Figure 15.7 Box Chart for Power Output Data (Traditional Graphics with NOGSTYLE)
Box Chart for Power Output Data (Traditional Graphics with NOGSTYLE)

In general, a HISTORY= input data set used with the BOXCHART statement must contain the following variables:

  • subgroup variable

  • subgroup minimum variable

  • subgroup first quartile variable

  • subgroup mean variable

  • subgroup median variable

  • subgroup third quartile variable

  • subgroup maximum variable

  • subgroup sample size variable

  • either a subgroup standard deviation variable or a subgroup range variable

Furthermore, the names of the summary variables must begin with the process name specified in the BOXCHART statement and end with the appropriate suffix character. If the names do not follow this convention, you can use the RENAME option in the PROC SHEWHART statement to rename the variables for the duration of the SHEWHART procedure step (see Creating Charts for Means and Ranges from Summary Data).

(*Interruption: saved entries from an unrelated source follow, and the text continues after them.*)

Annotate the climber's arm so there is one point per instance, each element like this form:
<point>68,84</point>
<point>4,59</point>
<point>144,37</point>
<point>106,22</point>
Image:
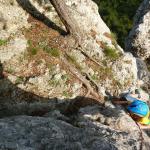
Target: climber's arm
<point>121,102</point>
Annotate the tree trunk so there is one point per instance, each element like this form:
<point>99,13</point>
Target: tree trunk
<point>64,12</point>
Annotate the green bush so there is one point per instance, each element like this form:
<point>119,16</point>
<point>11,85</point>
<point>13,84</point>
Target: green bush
<point>118,15</point>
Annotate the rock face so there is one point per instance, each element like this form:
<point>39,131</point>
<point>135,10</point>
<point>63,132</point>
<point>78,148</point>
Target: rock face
<point>31,75</point>
<point>138,41</point>
<point>88,131</point>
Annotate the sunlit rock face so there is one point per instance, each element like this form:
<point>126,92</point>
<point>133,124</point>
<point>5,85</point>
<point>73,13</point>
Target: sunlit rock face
<point>138,41</point>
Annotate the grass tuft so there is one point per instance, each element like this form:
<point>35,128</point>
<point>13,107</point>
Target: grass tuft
<point>52,51</point>
<point>3,42</point>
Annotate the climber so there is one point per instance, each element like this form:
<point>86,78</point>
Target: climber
<point>137,108</point>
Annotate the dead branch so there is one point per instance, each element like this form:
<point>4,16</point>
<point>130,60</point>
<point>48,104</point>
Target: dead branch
<point>75,72</point>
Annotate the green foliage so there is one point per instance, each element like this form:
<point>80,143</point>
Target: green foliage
<point>67,94</point>
<point>34,51</point>
<point>3,42</point>
<point>19,80</point>
<point>10,70</point>
<point>118,15</point>
<point>52,51</point>
<point>72,59</point>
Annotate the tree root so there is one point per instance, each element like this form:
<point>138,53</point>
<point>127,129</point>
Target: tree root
<point>75,72</point>
<point>86,55</point>
<point>89,77</point>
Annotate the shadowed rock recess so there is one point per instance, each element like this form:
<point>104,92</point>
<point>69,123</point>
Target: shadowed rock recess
<point>42,103</point>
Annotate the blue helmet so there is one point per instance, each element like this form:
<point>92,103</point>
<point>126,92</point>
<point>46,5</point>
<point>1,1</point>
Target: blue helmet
<point>139,108</point>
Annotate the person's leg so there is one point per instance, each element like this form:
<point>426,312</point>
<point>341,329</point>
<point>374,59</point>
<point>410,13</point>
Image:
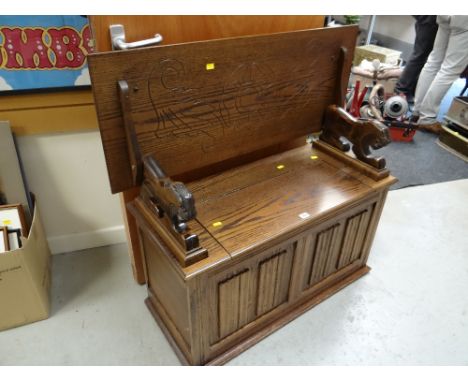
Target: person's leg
<point>456,60</point>
<point>423,44</point>
<point>432,66</point>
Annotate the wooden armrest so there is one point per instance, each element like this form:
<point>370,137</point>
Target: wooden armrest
<point>363,134</point>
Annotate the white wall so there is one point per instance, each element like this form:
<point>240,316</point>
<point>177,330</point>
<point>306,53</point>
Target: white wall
<point>68,175</point>
<point>398,27</point>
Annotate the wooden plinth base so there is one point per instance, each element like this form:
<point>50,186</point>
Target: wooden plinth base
<point>287,317</point>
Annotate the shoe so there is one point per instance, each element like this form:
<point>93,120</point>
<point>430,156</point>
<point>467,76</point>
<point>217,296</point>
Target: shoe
<point>434,128</point>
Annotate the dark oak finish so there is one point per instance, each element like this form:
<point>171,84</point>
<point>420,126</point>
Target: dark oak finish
<point>179,29</point>
<point>363,134</point>
<point>202,104</point>
<point>284,224</point>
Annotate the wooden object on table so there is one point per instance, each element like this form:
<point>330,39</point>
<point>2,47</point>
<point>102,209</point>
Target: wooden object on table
<point>284,225</point>
<point>178,29</point>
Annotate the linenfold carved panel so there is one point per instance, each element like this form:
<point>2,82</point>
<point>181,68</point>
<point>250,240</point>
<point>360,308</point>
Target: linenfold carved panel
<point>262,283</point>
<point>254,291</point>
<point>233,303</point>
<point>335,247</point>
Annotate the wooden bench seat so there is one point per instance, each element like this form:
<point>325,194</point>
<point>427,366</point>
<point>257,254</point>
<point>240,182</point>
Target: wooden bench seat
<point>243,225</point>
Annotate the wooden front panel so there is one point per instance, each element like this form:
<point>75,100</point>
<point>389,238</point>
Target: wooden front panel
<point>167,291</point>
<point>248,291</point>
<point>199,104</point>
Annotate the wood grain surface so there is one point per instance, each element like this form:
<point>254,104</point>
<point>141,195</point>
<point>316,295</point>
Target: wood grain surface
<point>247,206</point>
<point>200,104</point>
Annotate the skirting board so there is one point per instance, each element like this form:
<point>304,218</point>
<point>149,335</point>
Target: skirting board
<point>84,240</point>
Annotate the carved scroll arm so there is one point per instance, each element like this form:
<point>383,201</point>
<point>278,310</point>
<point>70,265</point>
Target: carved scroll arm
<point>363,134</point>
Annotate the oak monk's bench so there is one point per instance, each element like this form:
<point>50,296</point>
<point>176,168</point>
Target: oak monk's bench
<point>244,223</point>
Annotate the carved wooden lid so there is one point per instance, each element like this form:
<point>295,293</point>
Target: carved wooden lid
<point>205,106</point>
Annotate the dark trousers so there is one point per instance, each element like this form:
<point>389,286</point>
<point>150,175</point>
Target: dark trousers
<point>426,30</point>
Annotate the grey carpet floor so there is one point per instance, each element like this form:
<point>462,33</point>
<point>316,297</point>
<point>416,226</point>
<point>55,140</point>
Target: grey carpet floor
<point>422,161</point>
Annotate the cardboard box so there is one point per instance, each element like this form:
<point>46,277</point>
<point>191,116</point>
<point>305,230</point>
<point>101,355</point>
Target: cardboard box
<point>371,52</point>
<point>25,279</point>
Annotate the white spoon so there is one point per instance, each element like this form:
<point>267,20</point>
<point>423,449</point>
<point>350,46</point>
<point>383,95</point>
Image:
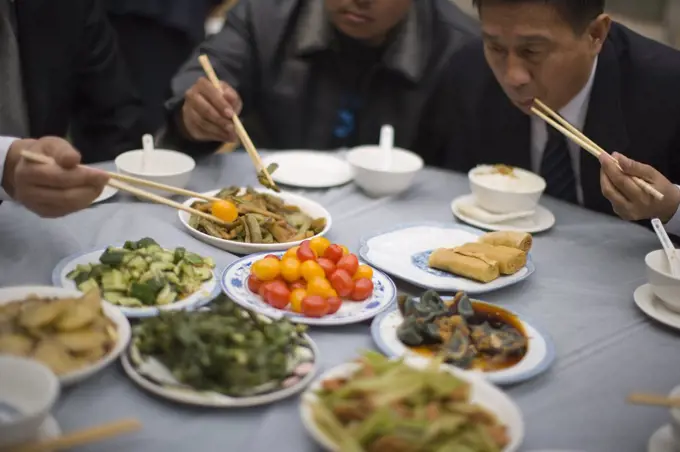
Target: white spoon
<point>668,247</point>
<point>147,145</point>
<point>386,145</point>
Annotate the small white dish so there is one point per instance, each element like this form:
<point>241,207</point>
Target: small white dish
<point>10,294</point>
<point>208,291</point>
<point>161,165</point>
<point>368,163</point>
<point>501,193</point>
<point>662,440</point>
<point>655,308</point>
<point>539,357</point>
<point>309,169</point>
<point>28,391</point>
<point>542,219</point>
<point>483,393</point>
<point>664,285</point>
<point>403,252</point>
<point>234,283</point>
<point>311,208</point>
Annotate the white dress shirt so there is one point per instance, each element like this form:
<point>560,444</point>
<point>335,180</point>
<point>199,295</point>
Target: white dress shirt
<point>575,112</point>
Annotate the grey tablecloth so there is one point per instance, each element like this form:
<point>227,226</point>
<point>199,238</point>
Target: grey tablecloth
<point>587,269</point>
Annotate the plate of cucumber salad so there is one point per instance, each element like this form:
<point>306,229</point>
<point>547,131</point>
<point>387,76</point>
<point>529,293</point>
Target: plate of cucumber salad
<point>141,277</point>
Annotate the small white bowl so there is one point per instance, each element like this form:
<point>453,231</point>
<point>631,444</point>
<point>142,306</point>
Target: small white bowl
<point>493,194</point>
<point>665,286</point>
<point>377,181</point>
<point>162,166</point>
<point>28,390</point>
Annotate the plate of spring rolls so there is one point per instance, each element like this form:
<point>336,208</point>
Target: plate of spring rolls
<point>451,257</point>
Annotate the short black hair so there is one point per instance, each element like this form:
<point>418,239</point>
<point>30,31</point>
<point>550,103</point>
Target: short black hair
<point>578,13</point>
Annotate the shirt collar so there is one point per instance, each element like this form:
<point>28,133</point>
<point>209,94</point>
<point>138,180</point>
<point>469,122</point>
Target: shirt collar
<point>406,53</point>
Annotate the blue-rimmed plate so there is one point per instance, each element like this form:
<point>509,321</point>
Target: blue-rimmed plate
<point>540,353</point>
<point>208,291</point>
<point>234,283</point>
<point>403,252</point>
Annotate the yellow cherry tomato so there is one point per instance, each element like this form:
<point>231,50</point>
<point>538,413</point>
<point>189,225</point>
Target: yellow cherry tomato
<point>296,297</point>
<point>311,270</point>
<point>319,286</point>
<point>266,269</point>
<point>225,210</point>
<point>364,271</point>
<point>319,245</point>
<point>290,269</point>
<point>292,253</point>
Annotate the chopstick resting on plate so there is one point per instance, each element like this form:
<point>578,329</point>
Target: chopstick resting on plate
<point>121,182</point>
<point>568,130</point>
<point>240,130</point>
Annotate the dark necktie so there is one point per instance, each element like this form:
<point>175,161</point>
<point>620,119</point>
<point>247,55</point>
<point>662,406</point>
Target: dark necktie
<point>556,168</point>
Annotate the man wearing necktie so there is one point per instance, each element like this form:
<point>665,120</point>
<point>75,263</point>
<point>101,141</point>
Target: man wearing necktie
<point>616,86</point>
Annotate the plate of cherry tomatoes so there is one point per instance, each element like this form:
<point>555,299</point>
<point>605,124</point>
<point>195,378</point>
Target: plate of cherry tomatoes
<point>315,283</point>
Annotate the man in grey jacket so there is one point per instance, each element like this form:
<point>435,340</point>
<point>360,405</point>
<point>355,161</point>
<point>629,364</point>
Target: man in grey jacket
<point>320,74</point>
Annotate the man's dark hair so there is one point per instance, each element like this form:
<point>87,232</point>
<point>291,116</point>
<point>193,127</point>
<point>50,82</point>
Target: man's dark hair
<point>578,13</point>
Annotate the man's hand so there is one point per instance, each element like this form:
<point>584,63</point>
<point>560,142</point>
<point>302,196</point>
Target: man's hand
<point>629,201</point>
<point>207,113</point>
<point>51,190</point>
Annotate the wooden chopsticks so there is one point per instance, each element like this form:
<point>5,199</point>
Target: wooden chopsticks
<point>120,182</point>
<point>238,125</point>
<point>568,130</point>
<point>79,438</point>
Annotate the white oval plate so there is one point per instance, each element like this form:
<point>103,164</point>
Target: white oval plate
<point>542,220</point>
<point>214,399</point>
<point>403,251</point>
<point>483,393</point>
<point>208,291</point>
<point>234,283</point>
<point>309,169</point>
<point>539,357</point>
<point>311,208</point>
<point>9,294</point>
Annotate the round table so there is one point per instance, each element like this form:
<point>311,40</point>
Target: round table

If you specify the RANGES option in the BOXCHART statement, the HISTORY= data set must contain a subgroup range variable; otherwise, the HISTORY= data set must contain a subgroup standard deviation variable. The RANGES option specifies that the estimate of the process standard deviation is to be calculated from subgroup ranges rather than subgroup standard deviations. For example, in the following statements, the data set Oilsum2 must contain a subgroup standard deviation variable named KWattsS, because the RANGES option not specified:

title 'Box Chart for Power Output';
proc shewhart history=Oilsum2;
   boxchart KWatts*Day;
run;

In summary, the interpretation of process depends on the input data set.

  • If raw data are read using the DATA= option (as in the previous example), process is the name of the SAS variable containing the process measurements.

  • If summary data are read using the HISTORY= option (as in this example), process is the common prefix for the names of the variables containing the summary statistics.

For more information, see HISTORY= Data Set.